Clara Gaymard : « La vraie autorité passe par l'écoute et l'exemple »

A 50 ans, elle a récemment été classée 36ème au palmarès des cinquante femmes d'affaires les plus puissantes au monde, établi par le magazine Fortune.

La vice-présidente de GE International (General Electric) en charge des grands comptes publics et présidente de GE en France déclare ne pas apprécier le management autoritariste. Elle préfère asseoir son autorité sur l'écoute et l'exemplarité. Et en appelle aux bienfaits de la notation et de l'évaluation, afin que chacun reçoive une juste considération de son travail, « clé de l'adhésion à l'entreprise ».

Votre parcours emprunte des détours parfois inattendus. Vous avez œuvré durant vingt ans dans les méandres de l'administration française, entre la mairie de Paris, la Cour des Comptes, Bercy et l'Agence française pour les investissements internationaux. La désobéissance a-t-elle été l'un de vos atouts dans cette trajectoire ?

 

Non, j'ai toujours été plutôt obéissante, respectueuse de l'ordre établi.

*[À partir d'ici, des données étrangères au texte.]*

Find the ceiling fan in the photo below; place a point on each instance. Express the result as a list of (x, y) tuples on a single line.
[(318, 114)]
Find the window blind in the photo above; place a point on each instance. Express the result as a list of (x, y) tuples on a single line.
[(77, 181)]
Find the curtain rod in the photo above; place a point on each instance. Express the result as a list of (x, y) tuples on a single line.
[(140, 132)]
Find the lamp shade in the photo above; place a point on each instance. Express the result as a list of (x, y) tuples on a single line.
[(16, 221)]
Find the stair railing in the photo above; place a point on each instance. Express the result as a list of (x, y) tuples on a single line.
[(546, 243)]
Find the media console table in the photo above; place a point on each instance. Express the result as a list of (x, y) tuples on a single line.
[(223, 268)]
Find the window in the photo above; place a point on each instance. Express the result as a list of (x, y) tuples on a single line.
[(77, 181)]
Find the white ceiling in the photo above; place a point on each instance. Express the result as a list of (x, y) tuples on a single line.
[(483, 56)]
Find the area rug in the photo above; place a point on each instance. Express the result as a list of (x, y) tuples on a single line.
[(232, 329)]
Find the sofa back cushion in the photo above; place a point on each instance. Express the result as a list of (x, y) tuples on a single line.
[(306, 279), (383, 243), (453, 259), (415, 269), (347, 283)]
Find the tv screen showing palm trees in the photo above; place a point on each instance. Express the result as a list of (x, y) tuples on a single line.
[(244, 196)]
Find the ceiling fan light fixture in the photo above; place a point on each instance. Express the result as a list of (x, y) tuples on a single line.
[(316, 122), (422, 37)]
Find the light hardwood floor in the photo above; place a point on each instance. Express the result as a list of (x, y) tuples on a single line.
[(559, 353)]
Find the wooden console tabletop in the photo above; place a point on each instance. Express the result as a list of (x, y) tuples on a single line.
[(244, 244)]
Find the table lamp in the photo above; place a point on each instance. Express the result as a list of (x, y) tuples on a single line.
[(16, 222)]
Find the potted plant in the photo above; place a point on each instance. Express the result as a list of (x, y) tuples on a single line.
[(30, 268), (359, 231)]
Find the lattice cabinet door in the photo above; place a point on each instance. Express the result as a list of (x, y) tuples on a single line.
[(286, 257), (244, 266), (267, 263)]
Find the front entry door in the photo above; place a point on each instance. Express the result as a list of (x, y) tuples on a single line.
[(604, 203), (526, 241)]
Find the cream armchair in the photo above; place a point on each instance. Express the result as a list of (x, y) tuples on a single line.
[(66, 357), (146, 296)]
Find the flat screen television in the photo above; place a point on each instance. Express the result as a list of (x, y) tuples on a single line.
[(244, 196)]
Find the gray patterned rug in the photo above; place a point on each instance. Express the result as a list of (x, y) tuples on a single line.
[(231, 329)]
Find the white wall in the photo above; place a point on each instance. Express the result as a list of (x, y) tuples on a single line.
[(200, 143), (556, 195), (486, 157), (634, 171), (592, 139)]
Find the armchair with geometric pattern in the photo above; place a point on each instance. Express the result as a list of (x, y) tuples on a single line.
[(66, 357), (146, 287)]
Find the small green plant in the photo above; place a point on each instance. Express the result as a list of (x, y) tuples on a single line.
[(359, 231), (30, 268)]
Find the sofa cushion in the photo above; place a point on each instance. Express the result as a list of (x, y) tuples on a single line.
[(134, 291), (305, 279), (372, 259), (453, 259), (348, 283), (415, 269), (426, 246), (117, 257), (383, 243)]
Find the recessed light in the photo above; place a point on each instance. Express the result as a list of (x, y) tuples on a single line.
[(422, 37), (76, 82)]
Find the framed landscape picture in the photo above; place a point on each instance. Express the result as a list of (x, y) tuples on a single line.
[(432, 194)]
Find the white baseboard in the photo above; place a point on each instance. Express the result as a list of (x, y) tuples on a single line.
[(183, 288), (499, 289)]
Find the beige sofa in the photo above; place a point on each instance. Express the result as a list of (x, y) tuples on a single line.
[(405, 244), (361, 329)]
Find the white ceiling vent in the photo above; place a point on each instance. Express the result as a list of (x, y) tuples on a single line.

Je ne me suis jamais placée dans une attitude d'opposition, de revendication ou de protestation. En revanche, j'ai toujours essayé de franchir les limites que je rencontrais, d'aller plus loin que le périmètre qui m'était assigné. Alors que mon quotidien est régi par un agenda très contraint, et que je mène une vie de famille remplie, j'ai toujours cultivé la passion d'apprendre et de découvrir de nouveaux territoires d'apprentissage, sans remettre en cause les cadres traditionnels. Au fond, je suis une amoureuse de la liberté.


Attendez-vous de vos collaborateurs de l'obéissance ?

 

Non, puisque je ne donne jamais d'ordres. En revanche, je donne des directives, des perspectives, j'ébauche des stratégies, je délègue des responsabilités. En réalité, à 60% c'est la personne qui « fait » le job. En imposant un cadre trop strict  à mes collaborateurs, je plaquerais ma créativité personnelle sur un métier pour lequel je ne suis pas compétente. Or, j'attends justement de mes collaborateurs qu'ils déploient une réelle capacité à inventer leur propre avenir, et surtout celui de l'entreprise, dans une loyauté sans faille. La condition de la performance est de permettre aux gens de donner le meilleur d'eux-mêmes, et non pas le meilleur de ce qu'on attend d'eux. Ainsi, ils dévoilent des compétences que vous n'attendiez pas.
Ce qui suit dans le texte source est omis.